Blue chip stocks can be ideal investments to buy and hold for decades. However, even these types of stocks haven't been immune to the current bear market. A couple of stocks that have been falling recently and that are near multi-year lows are Johnson & Johnson (JNJ 0.29%) and Home Depot (HD 0.86%). If you have enough in savings and can afford to invest $5,000, here's why you should consider buying shares of one or even both of these stocks.

1. Johnson & Johnson

Over the past 12 months, Johnson & Johnson's stock has fallen 13%. However, historically, this has been a relatively safe investment to own, as in 10 years its stock value has increased by around 90%. The healthcare company has also increased its dividend for an impressive 60 straight years, earning it the title of Dividend King.
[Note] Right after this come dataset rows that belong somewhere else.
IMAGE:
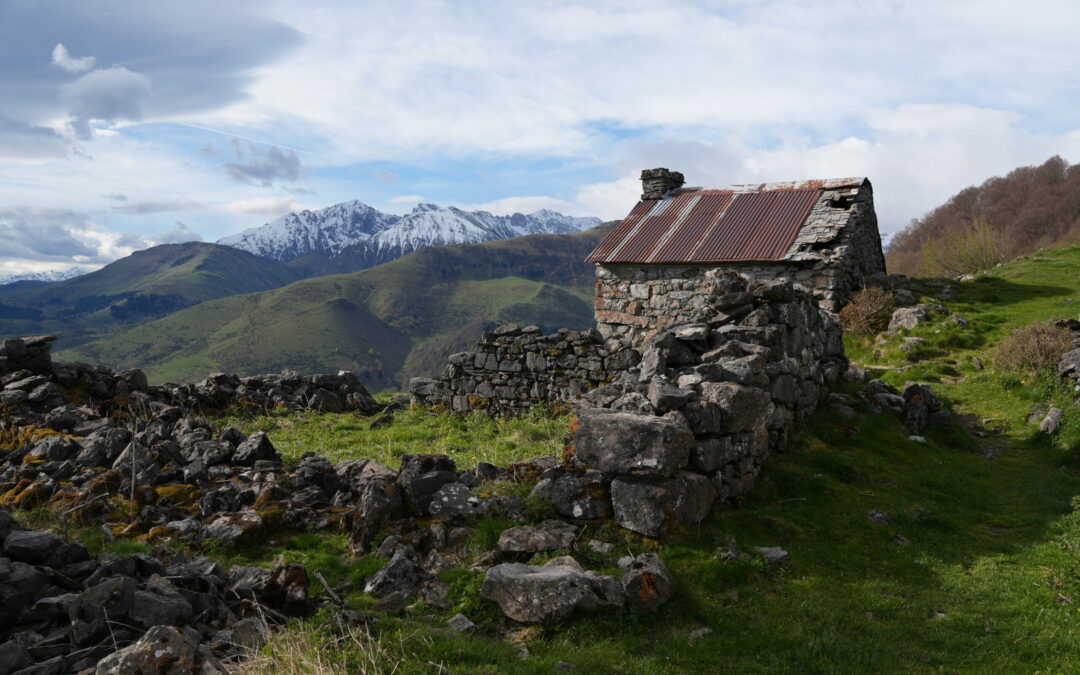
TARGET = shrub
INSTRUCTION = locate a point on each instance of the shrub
(966, 252)
(1034, 348)
(868, 311)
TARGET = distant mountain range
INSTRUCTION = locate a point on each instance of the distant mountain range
(146, 285)
(352, 235)
(43, 277)
(388, 323)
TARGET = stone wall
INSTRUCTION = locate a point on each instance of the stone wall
(709, 403)
(669, 428)
(829, 258)
(28, 353)
(514, 367)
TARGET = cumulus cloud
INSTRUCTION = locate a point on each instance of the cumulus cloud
(140, 208)
(265, 206)
(23, 142)
(44, 234)
(65, 61)
(264, 167)
(40, 238)
(108, 95)
(181, 233)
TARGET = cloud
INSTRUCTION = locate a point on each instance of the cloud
(22, 142)
(266, 206)
(108, 95)
(65, 61)
(181, 233)
(44, 234)
(265, 166)
(142, 208)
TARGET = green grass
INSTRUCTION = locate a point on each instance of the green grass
(988, 582)
(467, 440)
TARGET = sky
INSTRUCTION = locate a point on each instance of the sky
(125, 123)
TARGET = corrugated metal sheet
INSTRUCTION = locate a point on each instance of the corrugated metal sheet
(756, 223)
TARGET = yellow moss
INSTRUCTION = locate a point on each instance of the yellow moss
(180, 494)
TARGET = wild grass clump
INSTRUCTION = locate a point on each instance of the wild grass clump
(868, 311)
(309, 648)
(1034, 348)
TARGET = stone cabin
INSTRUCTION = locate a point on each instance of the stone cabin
(660, 264)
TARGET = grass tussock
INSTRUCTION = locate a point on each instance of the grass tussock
(467, 440)
(312, 649)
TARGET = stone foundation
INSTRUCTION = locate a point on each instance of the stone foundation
(515, 367)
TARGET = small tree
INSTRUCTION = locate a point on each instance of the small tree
(868, 311)
(968, 252)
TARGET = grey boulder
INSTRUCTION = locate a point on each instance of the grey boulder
(616, 442)
(532, 594)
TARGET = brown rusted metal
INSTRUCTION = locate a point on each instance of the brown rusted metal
(698, 225)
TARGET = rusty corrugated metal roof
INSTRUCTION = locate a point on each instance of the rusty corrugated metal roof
(698, 225)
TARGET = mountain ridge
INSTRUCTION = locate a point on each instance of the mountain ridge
(353, 235)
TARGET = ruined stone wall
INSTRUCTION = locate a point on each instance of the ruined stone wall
(707, 405)
(829, 258)
(513, 368)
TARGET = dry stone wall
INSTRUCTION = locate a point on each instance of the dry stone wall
(673, 426)
(514, 367)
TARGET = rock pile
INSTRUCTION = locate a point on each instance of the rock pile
(64, 611)
(709, 402)
(1069, 365)
(30, 353)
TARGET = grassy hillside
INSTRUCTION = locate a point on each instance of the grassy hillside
(1031, 207)
(969, 566)
(388, 323)
(145, 285)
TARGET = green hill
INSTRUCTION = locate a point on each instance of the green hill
(146, 285)
(388, 323)
(954, 555)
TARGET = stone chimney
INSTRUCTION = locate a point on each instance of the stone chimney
(656, 183)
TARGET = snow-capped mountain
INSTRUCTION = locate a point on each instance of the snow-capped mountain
(368, 238)
(324, 232)
(46, 277)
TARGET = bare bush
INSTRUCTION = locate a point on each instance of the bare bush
(1034, 348)
(868, 311)
(968, 252)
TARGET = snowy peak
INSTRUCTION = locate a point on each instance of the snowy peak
(372, 237)
(44, 277)
(324, 232)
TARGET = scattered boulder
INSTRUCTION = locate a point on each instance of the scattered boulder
(162, 650)
(626, 443)
(548, 536)
(31, 547)
(1051, 421)
(401, 575)
(455, 503)
(532, 594)
(647, 583)
(655, 507)
(908, 316)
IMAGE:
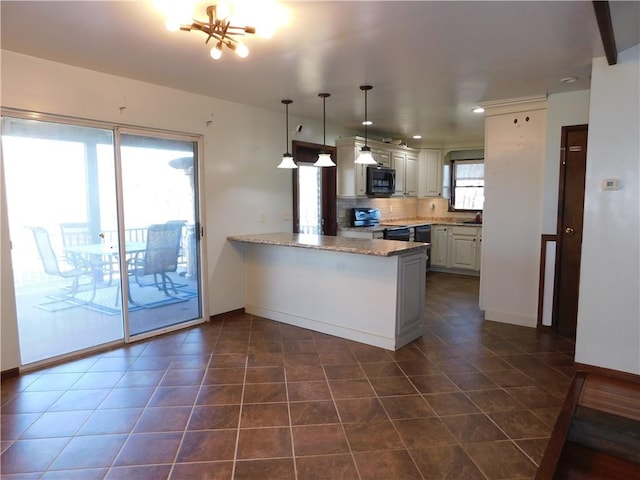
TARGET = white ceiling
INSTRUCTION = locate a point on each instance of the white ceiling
(429, 63)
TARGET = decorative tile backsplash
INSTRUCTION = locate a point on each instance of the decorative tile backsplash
(430, 208)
Few companies can offer investors that kind of stability. 

However, Johnson & Johnson has faced many legal issues. One of its most daunting is the one surrounding its talc baby powder products, which plaintiffs allege caused them to develop cancer. It could cost the company billions, and whether it's in the single digits or tens of billions depends on how many of the nearly 40,000 claims prove to be successful.
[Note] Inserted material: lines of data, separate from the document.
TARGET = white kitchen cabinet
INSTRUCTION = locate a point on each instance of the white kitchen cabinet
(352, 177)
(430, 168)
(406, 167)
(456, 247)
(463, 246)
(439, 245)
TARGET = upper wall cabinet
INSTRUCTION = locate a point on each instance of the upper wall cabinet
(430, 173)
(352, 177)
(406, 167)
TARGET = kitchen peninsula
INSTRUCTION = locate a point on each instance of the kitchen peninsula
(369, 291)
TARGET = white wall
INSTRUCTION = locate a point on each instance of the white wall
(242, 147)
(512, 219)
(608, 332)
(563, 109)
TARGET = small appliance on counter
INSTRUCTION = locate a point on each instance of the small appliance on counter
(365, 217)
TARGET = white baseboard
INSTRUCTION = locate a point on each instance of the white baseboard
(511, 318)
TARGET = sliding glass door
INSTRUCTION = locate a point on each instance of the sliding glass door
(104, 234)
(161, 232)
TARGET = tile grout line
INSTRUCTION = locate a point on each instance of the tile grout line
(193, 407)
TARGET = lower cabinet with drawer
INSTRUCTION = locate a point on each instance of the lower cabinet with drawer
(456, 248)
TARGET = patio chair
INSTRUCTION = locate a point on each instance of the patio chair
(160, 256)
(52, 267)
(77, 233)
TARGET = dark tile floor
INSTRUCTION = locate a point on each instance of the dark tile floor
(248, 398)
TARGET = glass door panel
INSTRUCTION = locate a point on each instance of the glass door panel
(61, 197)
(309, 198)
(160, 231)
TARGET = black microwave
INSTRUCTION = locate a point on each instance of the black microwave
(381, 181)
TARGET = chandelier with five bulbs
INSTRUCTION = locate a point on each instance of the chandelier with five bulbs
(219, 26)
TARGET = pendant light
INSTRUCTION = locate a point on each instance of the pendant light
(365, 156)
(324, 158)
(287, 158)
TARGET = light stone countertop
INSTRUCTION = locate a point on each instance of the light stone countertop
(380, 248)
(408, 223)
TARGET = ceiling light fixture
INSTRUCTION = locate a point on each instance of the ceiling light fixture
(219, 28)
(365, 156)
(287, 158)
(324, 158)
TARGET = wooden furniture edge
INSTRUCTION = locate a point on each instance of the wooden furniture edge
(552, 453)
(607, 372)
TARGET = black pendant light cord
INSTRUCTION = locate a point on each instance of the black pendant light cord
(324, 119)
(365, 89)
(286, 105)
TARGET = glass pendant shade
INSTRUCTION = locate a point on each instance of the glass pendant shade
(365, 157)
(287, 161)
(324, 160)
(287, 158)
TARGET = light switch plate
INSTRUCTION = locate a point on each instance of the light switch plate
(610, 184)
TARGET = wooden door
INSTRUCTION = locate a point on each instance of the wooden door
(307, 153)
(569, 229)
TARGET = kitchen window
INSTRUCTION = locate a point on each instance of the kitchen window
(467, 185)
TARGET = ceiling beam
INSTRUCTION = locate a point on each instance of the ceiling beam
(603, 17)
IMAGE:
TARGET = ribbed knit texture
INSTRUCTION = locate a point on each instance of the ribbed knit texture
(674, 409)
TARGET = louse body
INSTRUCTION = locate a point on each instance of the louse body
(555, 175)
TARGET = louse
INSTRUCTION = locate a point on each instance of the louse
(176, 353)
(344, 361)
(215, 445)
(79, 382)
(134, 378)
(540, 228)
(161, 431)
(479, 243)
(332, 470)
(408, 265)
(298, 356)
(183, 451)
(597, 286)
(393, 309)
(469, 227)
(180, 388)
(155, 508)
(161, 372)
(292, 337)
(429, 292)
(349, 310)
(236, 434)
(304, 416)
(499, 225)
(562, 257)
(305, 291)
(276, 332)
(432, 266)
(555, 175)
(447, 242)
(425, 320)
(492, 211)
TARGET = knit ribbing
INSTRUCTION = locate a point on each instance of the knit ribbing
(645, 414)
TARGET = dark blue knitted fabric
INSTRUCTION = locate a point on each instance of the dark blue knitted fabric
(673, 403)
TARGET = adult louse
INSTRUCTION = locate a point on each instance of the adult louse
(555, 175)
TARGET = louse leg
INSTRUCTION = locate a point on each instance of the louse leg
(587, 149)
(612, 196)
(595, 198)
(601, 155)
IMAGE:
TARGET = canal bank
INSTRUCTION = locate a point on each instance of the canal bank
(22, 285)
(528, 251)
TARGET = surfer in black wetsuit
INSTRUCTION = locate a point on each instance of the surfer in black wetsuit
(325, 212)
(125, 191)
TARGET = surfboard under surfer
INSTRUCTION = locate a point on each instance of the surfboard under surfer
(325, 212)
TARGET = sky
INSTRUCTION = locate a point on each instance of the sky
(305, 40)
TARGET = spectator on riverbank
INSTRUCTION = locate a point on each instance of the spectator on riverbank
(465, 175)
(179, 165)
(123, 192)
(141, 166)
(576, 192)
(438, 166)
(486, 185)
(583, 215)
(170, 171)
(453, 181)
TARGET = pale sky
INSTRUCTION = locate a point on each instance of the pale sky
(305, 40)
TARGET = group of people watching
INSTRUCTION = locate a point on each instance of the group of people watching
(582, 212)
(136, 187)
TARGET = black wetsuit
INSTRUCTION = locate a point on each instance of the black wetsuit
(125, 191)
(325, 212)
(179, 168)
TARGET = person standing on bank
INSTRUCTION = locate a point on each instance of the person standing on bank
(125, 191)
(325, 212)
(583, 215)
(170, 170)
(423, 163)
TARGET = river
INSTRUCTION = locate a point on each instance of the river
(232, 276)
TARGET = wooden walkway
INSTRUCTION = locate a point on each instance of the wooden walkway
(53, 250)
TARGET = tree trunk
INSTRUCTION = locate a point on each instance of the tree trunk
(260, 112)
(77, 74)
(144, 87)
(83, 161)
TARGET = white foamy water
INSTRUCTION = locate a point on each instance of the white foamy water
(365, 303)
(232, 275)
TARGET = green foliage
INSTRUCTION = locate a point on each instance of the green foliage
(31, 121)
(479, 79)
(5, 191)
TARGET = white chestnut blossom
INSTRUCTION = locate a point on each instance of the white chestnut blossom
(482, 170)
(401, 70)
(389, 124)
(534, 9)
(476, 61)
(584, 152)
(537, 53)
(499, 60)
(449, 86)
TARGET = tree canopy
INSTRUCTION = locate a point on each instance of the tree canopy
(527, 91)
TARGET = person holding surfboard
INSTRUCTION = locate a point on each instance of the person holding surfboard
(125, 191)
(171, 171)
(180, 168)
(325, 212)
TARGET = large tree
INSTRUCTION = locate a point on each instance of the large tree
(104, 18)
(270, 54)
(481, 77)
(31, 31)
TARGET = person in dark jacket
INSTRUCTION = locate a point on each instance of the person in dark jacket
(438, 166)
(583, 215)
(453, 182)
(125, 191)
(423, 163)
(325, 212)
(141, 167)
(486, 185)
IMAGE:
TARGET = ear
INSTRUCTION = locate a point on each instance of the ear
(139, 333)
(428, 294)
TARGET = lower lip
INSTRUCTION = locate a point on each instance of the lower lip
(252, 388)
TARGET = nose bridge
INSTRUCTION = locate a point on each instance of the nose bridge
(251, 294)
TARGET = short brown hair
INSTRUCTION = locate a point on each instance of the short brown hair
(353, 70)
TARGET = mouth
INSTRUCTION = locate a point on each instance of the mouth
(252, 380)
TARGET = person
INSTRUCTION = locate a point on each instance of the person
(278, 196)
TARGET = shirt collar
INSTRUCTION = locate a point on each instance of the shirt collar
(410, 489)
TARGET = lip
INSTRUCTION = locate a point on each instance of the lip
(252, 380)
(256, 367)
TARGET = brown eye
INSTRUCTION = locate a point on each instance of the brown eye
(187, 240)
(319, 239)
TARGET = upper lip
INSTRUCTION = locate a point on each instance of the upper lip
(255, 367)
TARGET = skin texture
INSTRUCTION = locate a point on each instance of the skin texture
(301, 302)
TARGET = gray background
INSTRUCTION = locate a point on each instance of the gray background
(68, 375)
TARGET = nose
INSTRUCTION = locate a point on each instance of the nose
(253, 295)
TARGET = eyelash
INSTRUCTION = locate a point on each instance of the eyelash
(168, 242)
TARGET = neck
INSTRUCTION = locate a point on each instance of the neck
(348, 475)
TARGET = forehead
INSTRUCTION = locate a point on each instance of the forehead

Investors are feeling bearish on the company. A judge in an appeals court recently dismissed the idea of Johnson & Johnson dumping its lawsuits into a subsidiary, LTL Management LLC, and putting it into bankruptcy for the purpose of capping those claims. The battle isn't over, however, as Johnson & Johnson is taking the case to the U.S. Supreme Court. 

The legal costs that could weigh on the company if Johnson & Johnson isn't successful are likely a key reason why the stock is down right now. JP Morgan analyst Chris Schott estimates the talc-related liabilities could total $9 billion. But while the situation is serious for the company, its strong financial position should enable Johnson & Johnson to be able to handle the costs relating to the lawsuits. As of the end of 2022, it had over $23 billion in cash and investments. Plus, it generated more than $17 billion in free cash last year, which was less than the nearly $20 billion it banked the year before. 

Court cases can take years to drag out, and that would give Johnson & Johnson the ability to spread out the potential financial burden from these lawsuits -- assuming that its strategy to limit the cases by way of bankrupting LTL Management LLC proves to be unsuccessful. There is some risk here, but it could be a calculated one worth taking.

Johnson & Johnson's stock hasn't been this low since late 2020. And with the company spinning off its consumer health business this year and focusing on medical devices and pharmaceuticals, it may become a faster-growing operation, making it a better buy in the long run.

Although it's not an entirely risk-free investment, Johnson & Johnson can make for a good contrarian buy right now. At 3%, its dividend yield is also well above the S&P 500 average of 1.7%. On a $5,000 investment, that can mean $150 in dividend income for your portfolio each year -- and more if the dividend increases. Plus, with the stock at a low, there's the potential for you to also net a good return just from buying and holding shares of Johnson & Johnson.

2. Home Depot

Another normally safe dividend stock that hasn't been doing well over the past 12 months is Home Depot. It too can be a great place to invest $5,000, as the home improvement retailer's shares are down around 9%, faring only a bit better than Johnson & Johnson.

The company benefited from a surge in consumer spending during the early stages of the pandemic, but that has since come to a grinding halt. In its fourth-quarter results, for the period ending Jan. 29, its sales totaled $35.8 billion and were flat from the prior-year period. The company missed expectations, and its guidance for the new fiscal year also implies no growth.

It's easy to see why investors may be bearish on the business. But in the long run, this can still be an excellent buy, as home repair is a necessary expense for consumers. Renovations are more discretionary, but there could be much stronger demand in the future once economic conditions improve. Despite inflation and people tightening up on spending, Home Depot has still been performing well. In the trailing 12 months, the company netted a solid profit margin of 11% and generated $11.5 billion in free cash flow.

Buying shares of Home Depot can be a great move today. It's trading not just around its 52-week low, but also its two-year low. And with a dividend yield of just under 3%, it's also a great income-generating investment to own.